On "Re-review later": print "Run /review-pr <url> again after the author pushes fixes." and exit — do NOT immediately re-invoke (the author hasn't pushed yet). On "Done": exit. On "Other": follow the user's freeform instruction.

The AskUserQuestion above is the final turn of this skill. Do not follow it with any freeform text question (e.g., "What's next?", "Want me to re-review later?", "Are we done?"). The tool call itself terminates the skill's interaction — any extra prose question re-introduces the very anti-pattern the top-level rule forbids.

For self-reviews (reviewer IS the author, and user chose "Post anyway"):

Question: header: "Next" text: "Review posted. What would you like to do next?" options: - label: "Fix findings" description: "Run /fix-pr-review on this PR to address the posted findings" - label: "Done" description: "Nothing more — end the session"

On "Fix findings": invoke /fix-pr-review <url>. On "Done": exit. On "Other": follow the user's freeform instruction.
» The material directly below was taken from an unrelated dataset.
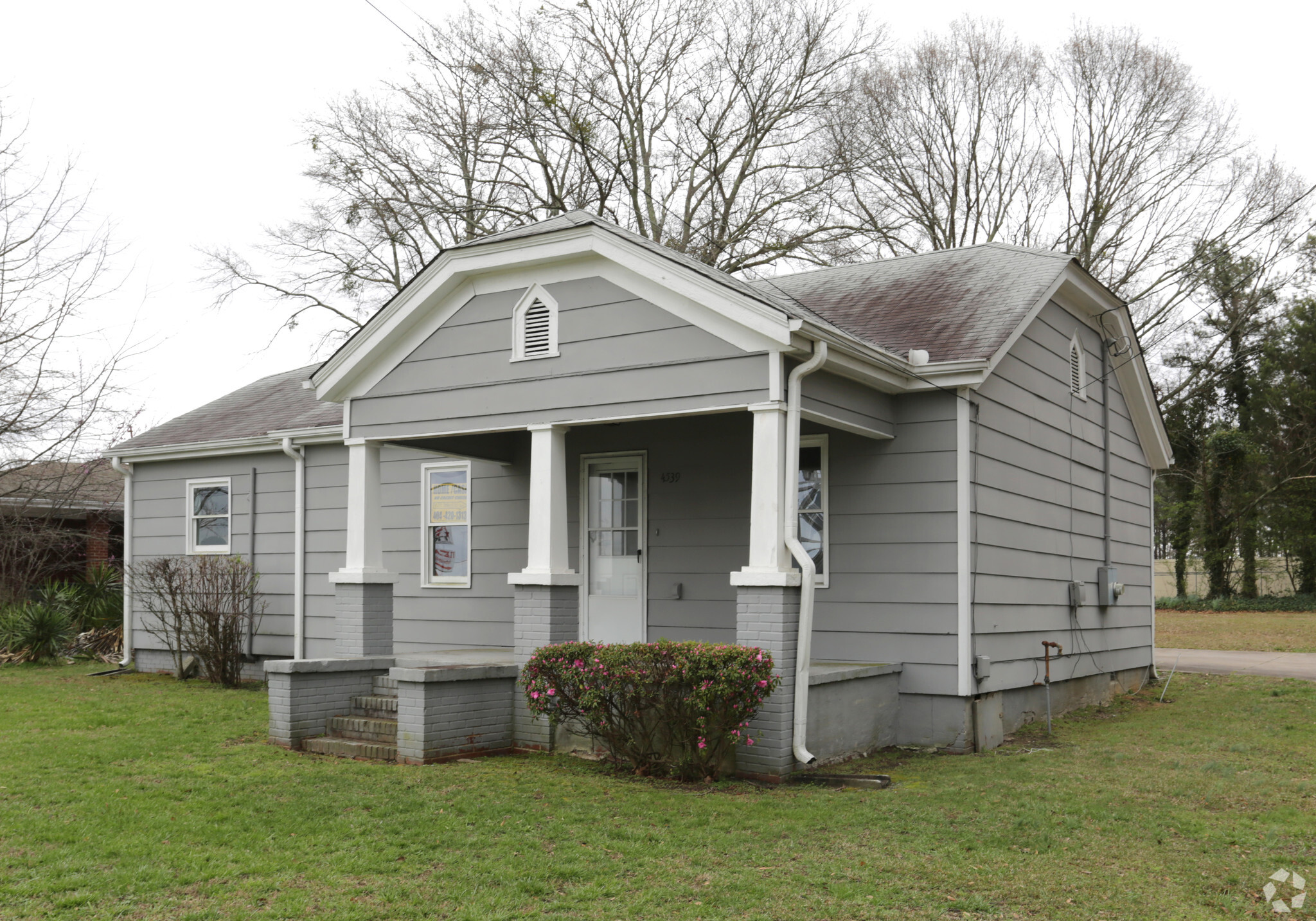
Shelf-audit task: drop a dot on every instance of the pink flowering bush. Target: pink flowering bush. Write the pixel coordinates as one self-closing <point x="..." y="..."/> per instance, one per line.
<point x="662" y="710"/>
The AskUserQuestion above is the final turn of this skill. Do not follow it with any freeform text question. The tool call itself terminates the skill's interaction.


Error handling

  • gh not installed / not authed → fail fast with Run 'gh auth login' and retry.
  • Invalid PR URL → fail fast with Couldn't parse PR URL. Expected format: https://github.com/owner/repo/pull/NUMBER.
  • PR not accessible (404 / GraphQL resolution error)Couldn't access PR. Check repo access; try 'gh auth refresh -s repo'.
  • PR is closed/merged → warn but proceed (user may be doing post-mortem review).
  • PR is a draft → note it in the output header but proceed.
  • PR has no changes → short-circuit with "Nothing to review" (see Phase 1).
  • Phase 2 subagent failure → continue with remaining reviewers; note <reviewer> unavailable in header. Abort only if ALL fail.
  • Network errors on gh → surface the error, don't silently fall back.

Rules

  • NEVER run the review twice in a single invocation (don't retry on empty findings).
  • NEVER post to the PR without explicit user confirmation via the "Post now" or "Edit first" AskUserQuestion options (except self-reviews where "Fix now" skips posting entirely).
  • NEVER post the "Filtered out" section to GitHub — it's for local audit only.
  • NEVER fabricate file:line references; if unsure, omit the line and use file-only (these route to file-level review comments).
  • NEVER skip Phase 1's stop-and-ask fallback — weak intent is the biggest slop source.
  • NEVER skip the grounding pass in the reviewer subagent — findings that don't trace back to the mechanical grounding bullets are hallucinations and must be dropped before output.
  • NEVER skip the critic pass — it's the second biggest anti-slop lever after the reviewer prompt.
  • NEVER re-post review comments for findings that already have active (unresolved) threads from a previous review — this creates duplicate noise.
  • ALWAYS use gh api for posting reviews (hybrid: summary body + review comments). Fall back to gh pr review --body only if the API call fails.
  • ALWAYS resolve threads for fixed findings on re-reviews before posting new findings. Thread resolution is best-effort — failures should not block posting.